Methods The PubMed, Embase (Ovid), CNKI, WanFang Data, VIP and SinoMed databases were electronically searched to collect observational studies on the use of BSI in Chinese children from inception to December 31, 2022. Two researchers independently screened literature, extracted data and evaluated the risk of bias of included studies. The diseases, solution for nebulization and the proportion of BSI in prescriptions were calculated, including the proportion of BSI in the total prescriptions of therapeutic drugs (P1), nebulizing solution prescriptions (P2), and glucocorticoid prescriptions (P3). The proportion were divided into two subgroups of all diseases (subgroup A) and respiratory diseases (subgroup B) for cumulative Meta-analysis.

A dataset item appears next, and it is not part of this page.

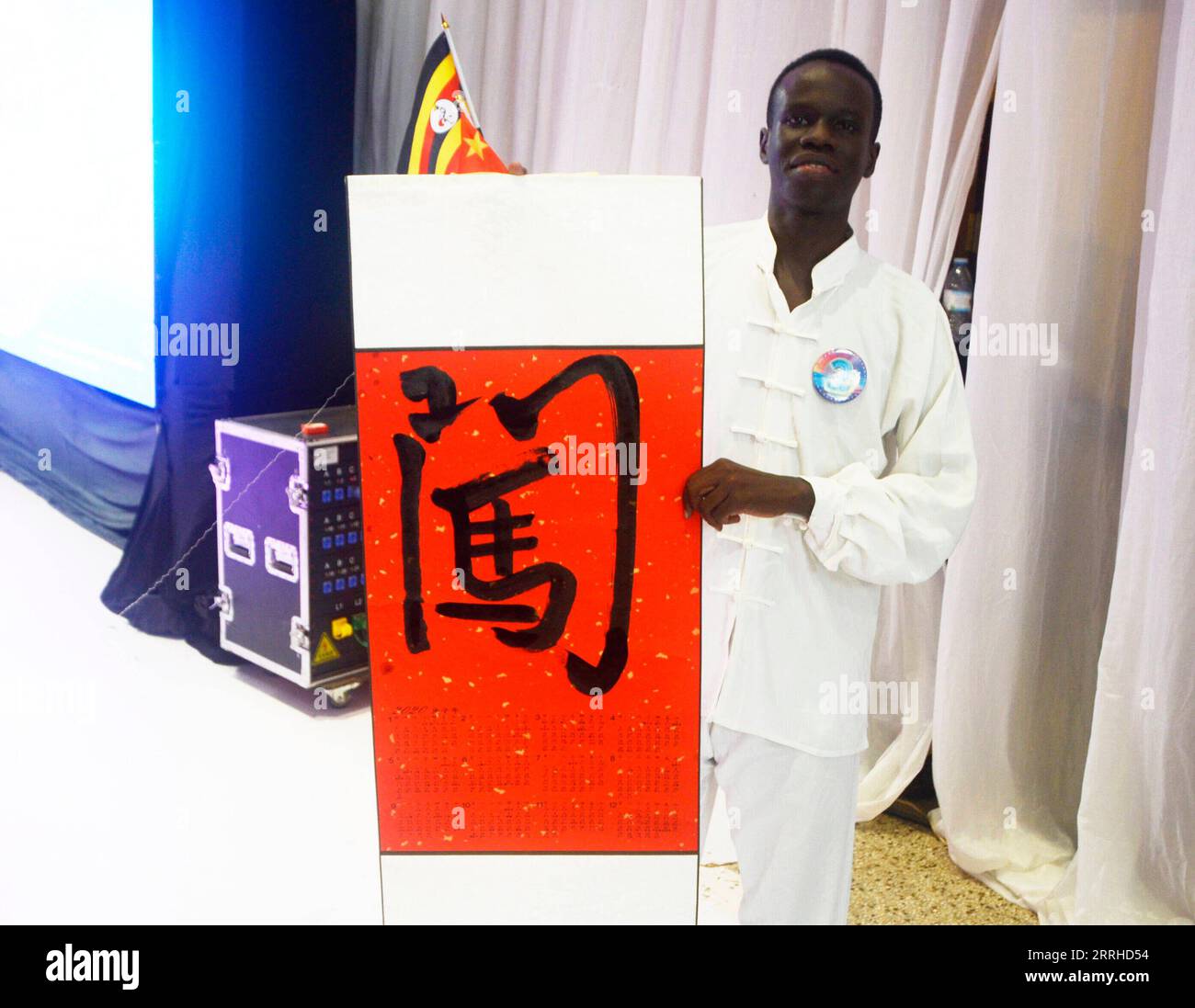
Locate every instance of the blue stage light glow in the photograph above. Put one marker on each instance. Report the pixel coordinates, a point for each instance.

Results A total of 46 studies were included. BSI was used to treat 26 kinds of diseases. The top 3 diseases included asthma (26.74%), bronchiolitis (23.01%) and pneumonia (16.52%). A total of 11 kinds of solution for nebulization were used in combination with BSI. The top 3 solutions included terbutaline (34.05%), compound ipratropium bromide (18.40%) and interferon (14.08%). The cumulative P1 in subgroup A increased from 3.4% (95%CI 2.4% to 4.8%) in 2011 to 5.8% (95%CI 4.3% to 7.8%) in 2019, and the cumulative P1 in subgroup B increased from 54.3% (95%CI 53.1% to 55.5%) in 2011 to 86.2% (95%CI 71.5% to 93.9%) in 2018. The cumulative P2 in subgroup A was 99.9% (95%CI 99.7% to 100.0%) in 2019, and the cumulative P2 in subgroup B decreased from 99.0% (95%CI 98.6% to 99.3%) in 2011 to 84.6% (95%CI 75.0% to 90.9%) in 2019. The cumulative P3 in subgroup A increased from 12.9% (95%CI 0.7% to 76.1%) in 2012 to 43.7% (95%CI 31.8% to 56.3%) in 2019, and the cumulative P3 in subgroup B was 56.5% (95%CI 44.7% to 67.6%) in 2012. The meta-regression results indicated that the prescription year and the level of medical institution may be sources of heterogeneity.
Conclusion The proportion of BSI in Chinese children is high and increasing year by year, and the problem of off-label use is serious.